John Bullis: Credit card rewards: Taxable income or not? |

John Bullis: Credit card rewards: Taxable income or not?

John R. Bullis

There are many credit cards around that will pay you rewards in cash, airline miles and other items.

The question is “are the rewards taxable income?” The answer is “Yes” if the items charged that give the rewards are business expenses. That is just like a reduction in the cost of the item (expense).

The answer is “No, not taxable income” if the items purchased that gave the rewards were personal items like groceries. IRS views those rewards as more of a discount than additional income.

IRS has decided airline miles and other travel-related rewards are not taxable income, even though those rewards are worth having. However, if the airline miles or other non-cash rewards are given to you without you spending any money, then the value of those rewards is most likely taxable income. You may receive a form 1099-MISC that would show the taxable income amount.

If you get a bonus just for opening a bank account, that bonus is probably taxable income. If the bonus is less than $600, then you may not get a form 1099-MISC but it is still taxable income.
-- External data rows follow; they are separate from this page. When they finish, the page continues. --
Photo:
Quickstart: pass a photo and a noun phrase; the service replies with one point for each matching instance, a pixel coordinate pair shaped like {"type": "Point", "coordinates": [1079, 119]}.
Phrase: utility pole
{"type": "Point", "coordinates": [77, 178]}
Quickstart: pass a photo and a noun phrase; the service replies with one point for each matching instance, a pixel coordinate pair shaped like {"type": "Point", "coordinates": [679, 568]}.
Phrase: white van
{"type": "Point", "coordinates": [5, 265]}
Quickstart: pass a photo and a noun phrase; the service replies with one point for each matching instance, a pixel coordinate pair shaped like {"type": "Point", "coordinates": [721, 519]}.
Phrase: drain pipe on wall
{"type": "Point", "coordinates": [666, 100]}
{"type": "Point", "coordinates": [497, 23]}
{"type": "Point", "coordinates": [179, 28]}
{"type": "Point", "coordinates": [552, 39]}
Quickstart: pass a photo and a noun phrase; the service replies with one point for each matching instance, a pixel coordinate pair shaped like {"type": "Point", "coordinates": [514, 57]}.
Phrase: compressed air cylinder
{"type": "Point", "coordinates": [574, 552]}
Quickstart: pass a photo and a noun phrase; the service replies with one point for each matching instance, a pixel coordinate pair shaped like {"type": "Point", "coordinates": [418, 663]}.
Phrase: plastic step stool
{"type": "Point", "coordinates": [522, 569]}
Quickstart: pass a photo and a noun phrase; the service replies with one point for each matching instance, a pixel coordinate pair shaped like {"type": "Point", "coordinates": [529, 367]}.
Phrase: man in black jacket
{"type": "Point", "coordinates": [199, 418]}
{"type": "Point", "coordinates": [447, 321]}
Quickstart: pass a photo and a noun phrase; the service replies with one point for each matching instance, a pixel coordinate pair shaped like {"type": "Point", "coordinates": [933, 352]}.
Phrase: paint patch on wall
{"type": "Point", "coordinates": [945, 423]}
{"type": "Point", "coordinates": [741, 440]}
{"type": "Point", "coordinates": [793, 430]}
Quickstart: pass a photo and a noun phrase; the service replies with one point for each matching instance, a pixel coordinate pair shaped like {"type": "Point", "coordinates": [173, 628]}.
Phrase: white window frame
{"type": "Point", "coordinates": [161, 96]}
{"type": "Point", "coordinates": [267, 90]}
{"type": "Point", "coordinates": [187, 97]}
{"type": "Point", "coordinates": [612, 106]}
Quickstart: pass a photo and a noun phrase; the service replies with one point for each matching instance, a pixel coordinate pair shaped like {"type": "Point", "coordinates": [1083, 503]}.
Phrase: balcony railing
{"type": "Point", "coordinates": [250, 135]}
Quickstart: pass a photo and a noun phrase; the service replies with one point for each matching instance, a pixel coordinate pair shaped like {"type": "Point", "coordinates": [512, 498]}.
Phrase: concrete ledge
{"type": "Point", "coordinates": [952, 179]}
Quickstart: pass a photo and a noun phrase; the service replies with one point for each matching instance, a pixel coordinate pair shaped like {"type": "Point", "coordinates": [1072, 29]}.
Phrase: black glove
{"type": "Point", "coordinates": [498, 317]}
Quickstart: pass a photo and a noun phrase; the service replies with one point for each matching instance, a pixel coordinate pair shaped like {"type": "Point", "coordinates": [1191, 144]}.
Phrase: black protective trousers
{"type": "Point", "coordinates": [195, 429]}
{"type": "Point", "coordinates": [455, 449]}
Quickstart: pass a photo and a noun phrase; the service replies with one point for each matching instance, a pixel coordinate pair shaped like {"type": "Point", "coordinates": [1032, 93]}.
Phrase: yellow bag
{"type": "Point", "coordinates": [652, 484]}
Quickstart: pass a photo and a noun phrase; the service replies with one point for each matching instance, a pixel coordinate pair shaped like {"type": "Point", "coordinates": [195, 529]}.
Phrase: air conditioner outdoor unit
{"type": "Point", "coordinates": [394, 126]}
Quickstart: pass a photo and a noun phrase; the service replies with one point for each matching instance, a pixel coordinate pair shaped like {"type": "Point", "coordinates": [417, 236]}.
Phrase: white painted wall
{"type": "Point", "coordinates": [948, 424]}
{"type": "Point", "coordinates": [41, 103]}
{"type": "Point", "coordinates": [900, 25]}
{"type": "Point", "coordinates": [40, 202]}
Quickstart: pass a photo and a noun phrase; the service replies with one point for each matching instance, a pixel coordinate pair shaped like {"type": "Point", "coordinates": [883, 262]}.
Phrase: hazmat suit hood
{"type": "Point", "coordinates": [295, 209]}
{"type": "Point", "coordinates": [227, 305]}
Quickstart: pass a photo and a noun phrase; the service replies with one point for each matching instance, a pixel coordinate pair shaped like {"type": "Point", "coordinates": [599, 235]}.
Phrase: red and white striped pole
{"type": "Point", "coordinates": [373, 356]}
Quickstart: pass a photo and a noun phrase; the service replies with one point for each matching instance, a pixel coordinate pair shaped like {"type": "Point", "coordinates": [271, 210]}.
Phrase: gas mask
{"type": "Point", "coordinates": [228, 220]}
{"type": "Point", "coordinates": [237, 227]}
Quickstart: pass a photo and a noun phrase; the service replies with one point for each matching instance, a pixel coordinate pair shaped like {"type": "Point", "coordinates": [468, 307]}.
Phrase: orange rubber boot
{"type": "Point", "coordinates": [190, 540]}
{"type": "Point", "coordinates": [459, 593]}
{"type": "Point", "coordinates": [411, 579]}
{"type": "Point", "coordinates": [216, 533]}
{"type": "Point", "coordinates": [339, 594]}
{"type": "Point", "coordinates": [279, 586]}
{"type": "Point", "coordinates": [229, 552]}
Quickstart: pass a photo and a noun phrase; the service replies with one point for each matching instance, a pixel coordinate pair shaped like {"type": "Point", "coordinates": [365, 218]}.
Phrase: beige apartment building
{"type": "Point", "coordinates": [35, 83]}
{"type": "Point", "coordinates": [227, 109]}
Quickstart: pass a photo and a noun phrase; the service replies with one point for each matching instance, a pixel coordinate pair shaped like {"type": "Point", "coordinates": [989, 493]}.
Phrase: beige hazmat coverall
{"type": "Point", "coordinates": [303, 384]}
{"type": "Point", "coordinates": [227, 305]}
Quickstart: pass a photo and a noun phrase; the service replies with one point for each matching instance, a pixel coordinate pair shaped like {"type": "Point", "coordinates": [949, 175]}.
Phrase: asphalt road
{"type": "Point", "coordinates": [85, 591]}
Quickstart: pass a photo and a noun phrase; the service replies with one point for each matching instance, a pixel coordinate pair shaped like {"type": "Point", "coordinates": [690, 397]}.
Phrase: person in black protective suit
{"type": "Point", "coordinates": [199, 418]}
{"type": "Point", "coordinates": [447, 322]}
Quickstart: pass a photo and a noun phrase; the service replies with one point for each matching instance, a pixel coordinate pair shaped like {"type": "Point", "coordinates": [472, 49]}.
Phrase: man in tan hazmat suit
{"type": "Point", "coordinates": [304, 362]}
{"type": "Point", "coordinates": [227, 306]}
The main thought is to avoid taxable income for credit card rewards, try to only get credit cards that offer rewards when you spend a specific amount of money within a defined length of time. The rewards from cards that give points or miles based on how much you spend are usually not taxable income (unless business expenses are involved).

At this time, IRS considers rewards earned with a credit card as a rebate, instead of taxable income. However, the Tax Court Case of Parimal Shankar in 2014 regarding the 2009 return decided the $688 value of airline miles from Citibank was taxable income.

Mr. Shankar and his wife represented themselves at the Tax Court (not usually a good idea). The court said Mr. Shankar “…provided us with no information” concerning why Citibank awarded the thank you points. The court said “….we are not here dealing with the taxability of frequent flyer miles attributable to business or official travel. IRS Announcement 2002-18 said IRS would not assert taxable income for miles received for business travel.”

Mr. Shankar did not provide the court with information as to how the miles were used. It seems if he used the miles (reward) he received for business travel it would not be taxable income. However, since the court was not given information that business travel was involved, it was taxable income.

Did you hear “Keep smiling. It makes everybody wonder what you’ve been up to.”